The school festival is today, and I must say that it is a bit bewildering. How a festival works is so ingrained in their society that they don't even think they have to explain it to a foreigner. It makes sense, naturally. Silly foreigner.
I ate entirely too much delicious food. The yakisoba was the best I had ever tasted, and the karaage was wonderfully fatty. I had two doughnuts that were beyond tasty, and rivaled that of an American doughnut. Until now, I was under the mistaken impression that nothing could outdo the glorious taste of an American doughnut, but I was wrong. So very wrong! They dissolved in my mouth like a precious nectar, and like that, the taste was gone and I was left wondering at its glory. Would I ever taste anything so heavenly again? I decided not to buy a second box, in honor of the first box's memory (and also because I did not want to completely betray my diet).
I met who I think is Fujii's girlfriend today. Her english was not very good, but I finally understood that we were going to go see a drag show. A drag show? I thought incredulously. Surely the Japanese are far too uptight for that. As I walked to the gym, I saw three of my students, who were, by the way, the most masculine in my third year, looking like bizarre Picasso's of a girl.
"Tetsuya?" I asked, my confusion painted on my face as prominently as his lipstick and mascara.
The boy snickered, and nodded. "Aren't I beautiful?"

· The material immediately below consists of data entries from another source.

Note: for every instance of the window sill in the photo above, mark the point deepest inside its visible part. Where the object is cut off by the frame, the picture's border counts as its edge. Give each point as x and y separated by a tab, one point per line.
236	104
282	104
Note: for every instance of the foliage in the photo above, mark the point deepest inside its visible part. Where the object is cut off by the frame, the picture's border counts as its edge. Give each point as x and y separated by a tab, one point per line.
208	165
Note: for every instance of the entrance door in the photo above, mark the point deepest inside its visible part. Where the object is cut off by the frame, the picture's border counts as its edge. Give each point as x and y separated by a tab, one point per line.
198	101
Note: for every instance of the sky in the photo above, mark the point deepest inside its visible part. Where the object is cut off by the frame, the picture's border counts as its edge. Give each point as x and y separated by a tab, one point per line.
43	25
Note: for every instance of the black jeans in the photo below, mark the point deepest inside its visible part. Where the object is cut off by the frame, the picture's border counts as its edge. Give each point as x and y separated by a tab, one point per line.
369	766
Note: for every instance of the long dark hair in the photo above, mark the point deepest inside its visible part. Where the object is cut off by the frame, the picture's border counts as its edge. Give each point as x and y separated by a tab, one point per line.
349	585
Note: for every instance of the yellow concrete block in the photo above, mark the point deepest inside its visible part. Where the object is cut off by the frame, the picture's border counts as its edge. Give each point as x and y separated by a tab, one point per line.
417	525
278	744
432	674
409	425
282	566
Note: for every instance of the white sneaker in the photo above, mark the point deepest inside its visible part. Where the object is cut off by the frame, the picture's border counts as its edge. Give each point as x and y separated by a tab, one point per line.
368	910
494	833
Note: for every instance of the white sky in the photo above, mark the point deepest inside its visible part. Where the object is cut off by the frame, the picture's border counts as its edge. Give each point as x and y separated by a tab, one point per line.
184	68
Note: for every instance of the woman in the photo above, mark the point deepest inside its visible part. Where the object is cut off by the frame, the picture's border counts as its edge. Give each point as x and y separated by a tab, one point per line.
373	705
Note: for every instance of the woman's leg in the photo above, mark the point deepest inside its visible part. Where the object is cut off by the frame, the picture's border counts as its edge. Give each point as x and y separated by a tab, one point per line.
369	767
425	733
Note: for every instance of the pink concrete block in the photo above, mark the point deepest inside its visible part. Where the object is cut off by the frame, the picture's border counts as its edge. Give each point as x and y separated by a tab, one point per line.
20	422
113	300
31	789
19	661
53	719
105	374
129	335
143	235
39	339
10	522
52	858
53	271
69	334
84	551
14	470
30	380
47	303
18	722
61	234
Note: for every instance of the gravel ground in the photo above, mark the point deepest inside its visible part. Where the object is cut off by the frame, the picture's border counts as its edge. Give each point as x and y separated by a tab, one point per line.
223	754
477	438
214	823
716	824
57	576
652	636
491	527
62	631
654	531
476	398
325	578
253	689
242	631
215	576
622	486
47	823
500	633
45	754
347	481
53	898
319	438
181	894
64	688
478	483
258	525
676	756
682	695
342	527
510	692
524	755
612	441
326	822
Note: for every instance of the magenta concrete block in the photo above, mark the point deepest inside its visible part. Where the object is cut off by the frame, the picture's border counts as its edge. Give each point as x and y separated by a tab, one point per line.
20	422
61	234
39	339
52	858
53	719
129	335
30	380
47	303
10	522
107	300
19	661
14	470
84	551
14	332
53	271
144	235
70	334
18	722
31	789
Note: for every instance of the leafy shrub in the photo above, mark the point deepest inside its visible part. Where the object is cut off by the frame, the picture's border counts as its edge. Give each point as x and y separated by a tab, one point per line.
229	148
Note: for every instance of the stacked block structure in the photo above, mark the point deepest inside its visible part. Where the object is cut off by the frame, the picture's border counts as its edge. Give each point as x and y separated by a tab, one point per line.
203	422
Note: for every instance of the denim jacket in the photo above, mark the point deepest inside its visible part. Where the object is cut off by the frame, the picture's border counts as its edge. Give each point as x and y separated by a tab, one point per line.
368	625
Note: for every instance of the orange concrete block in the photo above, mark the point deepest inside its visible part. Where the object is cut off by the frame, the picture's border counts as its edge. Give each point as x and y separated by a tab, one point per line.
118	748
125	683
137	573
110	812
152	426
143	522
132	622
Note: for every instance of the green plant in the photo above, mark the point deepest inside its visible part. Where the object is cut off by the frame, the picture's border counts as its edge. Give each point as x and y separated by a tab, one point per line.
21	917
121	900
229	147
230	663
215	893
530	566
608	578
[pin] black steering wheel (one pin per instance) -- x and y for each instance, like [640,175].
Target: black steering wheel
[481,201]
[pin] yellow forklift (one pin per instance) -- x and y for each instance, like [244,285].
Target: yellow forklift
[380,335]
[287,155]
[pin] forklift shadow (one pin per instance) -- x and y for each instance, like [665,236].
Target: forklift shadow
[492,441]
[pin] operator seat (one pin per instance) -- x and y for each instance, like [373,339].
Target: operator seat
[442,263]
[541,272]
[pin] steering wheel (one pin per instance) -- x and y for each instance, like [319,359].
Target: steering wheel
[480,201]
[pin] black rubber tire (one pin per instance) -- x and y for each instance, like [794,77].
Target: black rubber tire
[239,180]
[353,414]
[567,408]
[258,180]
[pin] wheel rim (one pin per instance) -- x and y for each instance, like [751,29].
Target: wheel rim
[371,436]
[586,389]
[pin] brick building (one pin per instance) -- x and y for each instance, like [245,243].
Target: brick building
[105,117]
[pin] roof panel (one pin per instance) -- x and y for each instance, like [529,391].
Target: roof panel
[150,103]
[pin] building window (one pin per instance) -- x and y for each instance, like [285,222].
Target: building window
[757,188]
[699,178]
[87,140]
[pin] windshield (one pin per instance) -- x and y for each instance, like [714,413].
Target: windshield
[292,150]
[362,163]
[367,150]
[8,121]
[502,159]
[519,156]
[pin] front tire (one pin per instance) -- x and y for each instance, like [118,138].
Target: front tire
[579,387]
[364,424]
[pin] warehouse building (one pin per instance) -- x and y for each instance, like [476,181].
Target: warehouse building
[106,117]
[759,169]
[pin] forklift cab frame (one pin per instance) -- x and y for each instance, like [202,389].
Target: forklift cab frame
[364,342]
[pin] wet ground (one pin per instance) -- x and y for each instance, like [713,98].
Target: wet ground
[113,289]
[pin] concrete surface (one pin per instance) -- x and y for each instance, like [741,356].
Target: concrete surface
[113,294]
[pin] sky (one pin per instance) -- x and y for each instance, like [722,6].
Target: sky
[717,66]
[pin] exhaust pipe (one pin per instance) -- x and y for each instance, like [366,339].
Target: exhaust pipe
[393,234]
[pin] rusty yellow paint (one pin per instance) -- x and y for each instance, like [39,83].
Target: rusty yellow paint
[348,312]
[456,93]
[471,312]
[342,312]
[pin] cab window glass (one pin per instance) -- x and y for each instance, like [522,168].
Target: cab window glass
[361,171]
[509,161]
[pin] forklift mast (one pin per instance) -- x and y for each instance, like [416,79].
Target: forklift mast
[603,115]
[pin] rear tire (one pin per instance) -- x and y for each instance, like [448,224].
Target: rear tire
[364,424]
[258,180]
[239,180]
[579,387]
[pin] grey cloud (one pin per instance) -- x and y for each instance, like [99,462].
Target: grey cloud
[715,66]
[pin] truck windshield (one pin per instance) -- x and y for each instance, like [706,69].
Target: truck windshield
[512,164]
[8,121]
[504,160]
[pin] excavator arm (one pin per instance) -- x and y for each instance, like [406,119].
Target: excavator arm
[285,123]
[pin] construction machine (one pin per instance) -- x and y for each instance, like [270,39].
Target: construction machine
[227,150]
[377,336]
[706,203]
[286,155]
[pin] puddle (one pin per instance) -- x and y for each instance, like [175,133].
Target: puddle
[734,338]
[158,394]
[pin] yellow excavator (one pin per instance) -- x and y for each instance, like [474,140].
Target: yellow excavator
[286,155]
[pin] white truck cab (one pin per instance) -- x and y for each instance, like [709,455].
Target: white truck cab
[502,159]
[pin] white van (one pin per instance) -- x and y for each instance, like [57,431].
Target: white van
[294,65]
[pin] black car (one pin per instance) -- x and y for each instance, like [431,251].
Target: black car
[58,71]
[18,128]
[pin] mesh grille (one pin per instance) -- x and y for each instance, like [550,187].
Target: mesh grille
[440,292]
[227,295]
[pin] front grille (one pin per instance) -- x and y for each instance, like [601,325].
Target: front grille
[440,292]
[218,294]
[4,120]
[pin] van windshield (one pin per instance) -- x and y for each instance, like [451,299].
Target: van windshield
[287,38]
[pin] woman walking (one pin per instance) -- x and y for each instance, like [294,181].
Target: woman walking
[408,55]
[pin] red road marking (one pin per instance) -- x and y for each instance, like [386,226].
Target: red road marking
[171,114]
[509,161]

The were paraded on stage, asked their favorite type of man, and what kind of date they would go on. Strangely, the boys were brave enough to down the clothing of the other sex, yet not brave enough to answer the questions into the microphone. Then five girls were asked to go up and stage and give a banana to their favorite girl. Most of the boys thanked them for their prize, but others were more creative.
"I'm so happy." One's rich baritone says, clearly making fun of the typical girl in a drama.
The other, I could not understand, but his prepubescent crack in his falsely emotional voice led me to believe he was trying to be funny. Everyone laughed at him, in any case.
After that, I watched the bands and karoake, where I got to know a little more about Okada-sensei.
Initially, I did not sit next to her, but instead gradually drifted over to her sit by sit because I kept wanting to say some innocuous comment, and hated that there was no one to listen to me. We talked about how the singer was really bad. Then Okada-sensei, being the nice girl that she is, said that maybe, the stereo was broken. The guitarist, Shota, on the other hand, was excellent, and I wished that he wasn't stuck with clearly second rate players. The next band that played was all about drama. One of the actual members could not preform because his hair was too long, and he had dyed it, which is an awful big no-no, even at a low academic school like Togi. The crowd cried "Kyousuke! Kyousuke!". He came out, with tears in his eyes, and thanked them for coming, and expressed how much he wished he could be performing with his band. I had never seen anyone so emotional but something that was clearly their fault. I may not agree with the strictness of the rules of appearance in Japan, but the boy knew the consequences. Perhaps his tears were the tears of someone trying to be free, but feeling the constriction of society's bars press up against his chest he reached out for the sky.
Okada-sensei is very kind, I realize. I told her that follow her like a puppy, and she laughs at the idea, but lets me follow her anyways. In my heart of hearts, I know I'm seriously taking down her cool points, but then again, I've made it my mission make her english better. I already think it has improved leaps and bounds since I have come. I'm embarassed to say this, but I seem to think it to be a better idea to teach the English teacher's English, rather than the students.
I wish I could describe her properly, but I know very little about her. I know that she leaves close to the drummer of one of the bands that performed today, and that she learned the trick of fanning two people at once from her ex-boyfriend. This trick was much appreciated by me today, as I kept forgetting my damn fan. In America, one usually thinks that fans are useless. But here in Japan, I have learned that their usefulness is so great that it is nearly ineffable.
I hope that after today, I have endeared myself a little more to Okada-sensei. It sounds very dorky to say it, but I hope that we become friends.